WHITE SULPHUR SPRINGS, W.Va. — Jrue Holiday would like everyone to know that he’s no lemon.

Even if the Philadelphia 76ers had to partially reimburse the New Orleans Pelicans (to the tune of $3 million) because they failed to disclose that the one-time All-Star point guard had stress fractures in his right tibia when they traded him in 2013 for what wound up being two lottery picks, Holiday is determined to prove he is the player who in his first four NBA seasons averaged 75 games played — not the one who has played in 74 total during his two seasons with the Pelicans.

And part of that, beyond carefully planned rehabilitation that includes a restriction on the minutes he can play and practice until January, is shutting out the negativity.

“I’m not the type to look at stuff or read things that might upset me,” Holiday said last week during training camp at The Greenbrier. “I don’t watch much ESPN, and I stay away from Twitter and Instagram. It’s just somebody saying something negative about something they don’t know about.”

That includes how much he knew — or should have known — about his pre-trade condition that the league determined merited the Pelicans getting some of their investment back.

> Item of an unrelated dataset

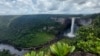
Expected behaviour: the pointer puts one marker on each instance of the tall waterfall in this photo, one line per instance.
(71, 33)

“I don’t know anything about it,” Holiday said. “I mean, obviously I’ve heard about what went on between the two organizations, but I’m not involved.”

Pelicans General Manager Dell Demps isn’t commenting on the matter, but he does offer that, to his knowledge, Holiday had no idea how seriously he was injured. So it sounds like a matter that most feel the less is said about, the better.

But if you would like to hear something positive from Holiday, how about this? He’s pain-free.

It happened in June, while he was in Canada watching his wife, Lauren, help the U.S. win the Women’s World Cup.

“Honestly I hadn’t done anything, but the screws were out, (and) all of a sudden (the pain) wasn’t there any more,” Holiday said. “I’d get on the anti-gravity treadmill and, even though it was taking off the pressure, I still wasn’t feeling anything. From there on, it’s kind of progressed. But I still don’t want to take it too fast.”

That’s why Holiday has been diligently following his activity protocol: no more than 50 minutes of practice per day and no more than 15 minutes of playing time in games.

“I think I’ve always been smart about myself before,” he said. “But sometimes, things just happen. I had surgery, and I probably tired to come back a little too fast, even though I thought I was being smart at the time.”

“I think he looks great,” Demps said after closely watching Holiday during training camp. “His body is in great shape and, more than that, Jrue has made the commitment to get back the right way. He’s a professional.”

But coach Alvin Gentry acknowledged that there may come a day in the next few weeks when Holiday may request that his pitch count be lifted.

“We’ve got a great medical staff, and every day they keep us updated on Jrue’s condition,” Gentry said on his radio show. “He’s healing and so I’m sure he feels good about it, and the closer and closer we get, the better he’s going to feel about it. But Jrue also knows that he’s got to be disciplined enough to know to stay with what’s been laid out for him.”

Although this is Holiday’s seventh NBA season, he’s only 25, so there should be a lot of basketball ahead of him — especially with the Pelicans.

“We’re familiar with each other, so it’s coming pretty easy,” he said. “I like the style we’re playing, especially with the athletes we have. There’s just great camaraderie.”

When Holiday is healthy, he’s expected to regain his role as the starting point guard, although the work Tyreke Evans does until then could make that a difficult decision for the coaching staff. Gentry said he has given it thought and honestly doesn’t know where things will go.

“I just want to be out there playing and helping my teammates,” Holiday said. “I’ve been here two years and haven’t made it past January.

“Right now, my leg’s feeling fine. I’ve just got to get my wind back if I’m going to play the way they’re wanting us to play and the way I want to play.”